3.7 - Can sıkıntısı, lanet olası can sıkıntısı...
Birçok kullanıcı zevk, cinsel tatmin ve stresle ilişkili olarak porno hakkındaki görüşümü anlıyor, ancak sıkıldıklarında pornonun onlara yapacak bir şey verdiğini belirterek karşı çıkıyor. Yalnız geçireceğiniz bir öğleden sonra ile karşı karşıya kaldığınızda bir porno sitesini ziyaret etmek artık sizin için ikinci doğa gibi, değil mi? Korkarım artık klişe olmaya başladım: bu da bir yanılsama. Can sıkıntısının bir zihin yapısından başka bir şey olmadığını söyleyebiliriz. Yapacak bir şey olmadığını düşündüğümüzde sıkılırız, ancak gerçek şu ki, gördüğümüz gibi, pornografi yalnızca ortalama dopamin seviyelerini artırır, böylece normal aktiviteler kullanıcılara sıkıcı görünür. İşte bu yüzden pornografi can sıkıntısını azaltmak yerine daha da artırır. Bizi uyuşuk, tembel ve motivasyonsuz hale getirir, öyle ki yapacak birçok aktivite olsa bile bırakın tamamlamayı, kalkıp bunlara başlayamayız.

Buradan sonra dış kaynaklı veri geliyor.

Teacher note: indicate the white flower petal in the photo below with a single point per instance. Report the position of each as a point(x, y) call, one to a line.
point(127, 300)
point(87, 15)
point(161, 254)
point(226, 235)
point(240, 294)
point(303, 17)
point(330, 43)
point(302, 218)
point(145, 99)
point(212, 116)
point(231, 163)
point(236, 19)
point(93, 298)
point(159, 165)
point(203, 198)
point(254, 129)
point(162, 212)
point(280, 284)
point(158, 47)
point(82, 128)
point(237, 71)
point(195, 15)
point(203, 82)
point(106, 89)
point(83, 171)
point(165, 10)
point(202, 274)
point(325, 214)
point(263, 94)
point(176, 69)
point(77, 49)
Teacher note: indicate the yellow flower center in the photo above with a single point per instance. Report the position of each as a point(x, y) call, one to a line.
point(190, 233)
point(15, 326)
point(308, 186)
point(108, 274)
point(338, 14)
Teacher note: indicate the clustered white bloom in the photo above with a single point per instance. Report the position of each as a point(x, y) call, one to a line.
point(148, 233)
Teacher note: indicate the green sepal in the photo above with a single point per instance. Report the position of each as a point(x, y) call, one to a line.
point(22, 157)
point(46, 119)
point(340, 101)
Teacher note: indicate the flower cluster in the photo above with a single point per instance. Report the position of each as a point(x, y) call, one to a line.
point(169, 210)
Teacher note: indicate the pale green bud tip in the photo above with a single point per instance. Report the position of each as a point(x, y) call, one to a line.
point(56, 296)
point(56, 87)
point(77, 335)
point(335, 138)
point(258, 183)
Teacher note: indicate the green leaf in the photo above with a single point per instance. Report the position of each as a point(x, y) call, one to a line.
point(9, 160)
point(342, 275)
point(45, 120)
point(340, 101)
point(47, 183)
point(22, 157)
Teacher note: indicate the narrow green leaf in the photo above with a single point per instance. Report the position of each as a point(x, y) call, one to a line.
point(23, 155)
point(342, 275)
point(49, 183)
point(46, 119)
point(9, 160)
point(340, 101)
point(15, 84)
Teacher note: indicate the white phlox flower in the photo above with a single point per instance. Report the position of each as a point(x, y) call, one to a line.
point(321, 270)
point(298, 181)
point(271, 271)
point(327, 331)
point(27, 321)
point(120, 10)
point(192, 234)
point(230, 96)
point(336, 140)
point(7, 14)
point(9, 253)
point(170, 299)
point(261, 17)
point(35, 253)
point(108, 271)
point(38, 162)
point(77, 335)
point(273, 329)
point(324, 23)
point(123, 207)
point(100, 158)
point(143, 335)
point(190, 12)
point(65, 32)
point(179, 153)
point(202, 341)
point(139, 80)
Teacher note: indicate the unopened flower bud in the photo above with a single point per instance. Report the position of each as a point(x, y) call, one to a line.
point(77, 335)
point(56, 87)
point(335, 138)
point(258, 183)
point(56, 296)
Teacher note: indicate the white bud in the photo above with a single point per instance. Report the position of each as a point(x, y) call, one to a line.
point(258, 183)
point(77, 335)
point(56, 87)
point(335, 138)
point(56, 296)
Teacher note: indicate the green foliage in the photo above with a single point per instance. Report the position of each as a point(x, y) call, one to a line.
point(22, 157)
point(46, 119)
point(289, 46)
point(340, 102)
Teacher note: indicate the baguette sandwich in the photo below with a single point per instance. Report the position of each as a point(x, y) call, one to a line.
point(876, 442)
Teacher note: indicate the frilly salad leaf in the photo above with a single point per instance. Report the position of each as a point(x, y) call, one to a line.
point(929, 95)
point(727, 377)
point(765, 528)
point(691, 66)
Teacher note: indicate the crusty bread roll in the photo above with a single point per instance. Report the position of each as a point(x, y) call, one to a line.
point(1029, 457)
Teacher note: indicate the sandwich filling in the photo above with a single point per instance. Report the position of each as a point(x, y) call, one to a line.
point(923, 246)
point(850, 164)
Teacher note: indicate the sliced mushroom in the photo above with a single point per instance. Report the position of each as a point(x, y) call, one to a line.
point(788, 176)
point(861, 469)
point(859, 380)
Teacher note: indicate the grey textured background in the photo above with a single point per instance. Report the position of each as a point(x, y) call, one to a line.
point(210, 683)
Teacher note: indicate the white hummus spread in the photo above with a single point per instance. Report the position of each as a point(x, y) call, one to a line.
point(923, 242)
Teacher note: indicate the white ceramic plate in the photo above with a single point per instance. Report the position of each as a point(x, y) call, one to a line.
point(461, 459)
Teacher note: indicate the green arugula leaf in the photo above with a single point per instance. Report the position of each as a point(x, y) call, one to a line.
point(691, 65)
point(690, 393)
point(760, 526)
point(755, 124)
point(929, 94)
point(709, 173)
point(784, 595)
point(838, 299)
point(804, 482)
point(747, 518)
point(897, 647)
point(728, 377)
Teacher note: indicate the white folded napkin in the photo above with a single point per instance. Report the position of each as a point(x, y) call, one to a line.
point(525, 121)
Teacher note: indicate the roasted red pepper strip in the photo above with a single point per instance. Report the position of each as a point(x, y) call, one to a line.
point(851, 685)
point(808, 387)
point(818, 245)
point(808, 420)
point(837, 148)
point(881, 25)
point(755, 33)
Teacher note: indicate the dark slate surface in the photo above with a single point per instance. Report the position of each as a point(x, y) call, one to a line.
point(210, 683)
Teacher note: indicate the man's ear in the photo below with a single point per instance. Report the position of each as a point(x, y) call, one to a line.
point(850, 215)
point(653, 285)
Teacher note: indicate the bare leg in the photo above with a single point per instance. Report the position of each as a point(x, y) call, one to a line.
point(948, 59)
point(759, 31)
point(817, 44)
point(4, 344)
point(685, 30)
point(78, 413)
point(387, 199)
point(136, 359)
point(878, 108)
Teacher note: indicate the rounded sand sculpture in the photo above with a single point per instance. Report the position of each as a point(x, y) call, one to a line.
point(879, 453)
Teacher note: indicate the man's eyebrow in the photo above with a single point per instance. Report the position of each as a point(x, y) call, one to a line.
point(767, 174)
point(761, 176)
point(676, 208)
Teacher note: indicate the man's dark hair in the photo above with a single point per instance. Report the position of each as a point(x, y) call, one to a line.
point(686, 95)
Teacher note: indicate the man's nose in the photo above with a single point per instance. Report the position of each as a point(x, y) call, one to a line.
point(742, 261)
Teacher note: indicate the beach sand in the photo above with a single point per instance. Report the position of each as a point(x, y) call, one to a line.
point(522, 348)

Özellikle kitle iletişim araçları tarafından bize önerilen bir başka yanlış inanış da seksin, hatta ücretli seksin, sıkıcı ve gerçek bir cinsel ya da duygusal arzu olmaksızın rahatlamaya yardımcı olduğu ve iyi bir eğlence olduğudur. Sanmıyorum, herhangi bir fahişeye günlerinin heyecan verici olup olmadığını, hiç sıkılmadığını ve her zaman rahat olup olmadığını ya da her zaman sıkılıp sıkılmadığını ve hatta hayatı hakkında stresli olup olmadığını sorun. Hayatını bu şekilde kazanmayı tercih etmeyen tüm kadınlara saygısızlık etmek istemem ama cinsel ilişki yalnızca gerçek ve samimi bir cinsel dürtü ya da duygu tarafından yönlendirildiğinde zevkli ve sağlıklıdır. Normal üstü uyarıcıya bağımlı olduğunuzda ve aniden tüketmeyi bıraktığınızda, bir boşluk kalır. Ancak bu boşluk porno tarafından yaratılır ve sadece kısmen (ve sadece geçici olarak) onun tarafından doldurulur; bu arada fiziksel ve zihinsel sağlık açısından kaybediyorsunuz. Pornoyu bir süreliğine unutmak için dikkatinizi başka aktivitelerle dağıtabilirsiniz, ancak bir can sıkıntısı anı gelir gelmez, zihniniz dopamin dozunu arayacaktır. Tüm kullanıcılar dopamin döngüsünü kırar ve bir seansı her bitirdiklerinde kullanıcı olmazlar. Sorun şu ki, bir şeyden vazgeçtiklerini düşündükleri için zinciri yeniden başlatıyorlar. Döngüyü yeniden başlatmazsanız, şu andan itibaren günlerinizin sonuna kadar zaten kullanıcı değilsiniz.
3.8 - Konsantrasyon: Porno konsantrasyona yardımcı olmaz.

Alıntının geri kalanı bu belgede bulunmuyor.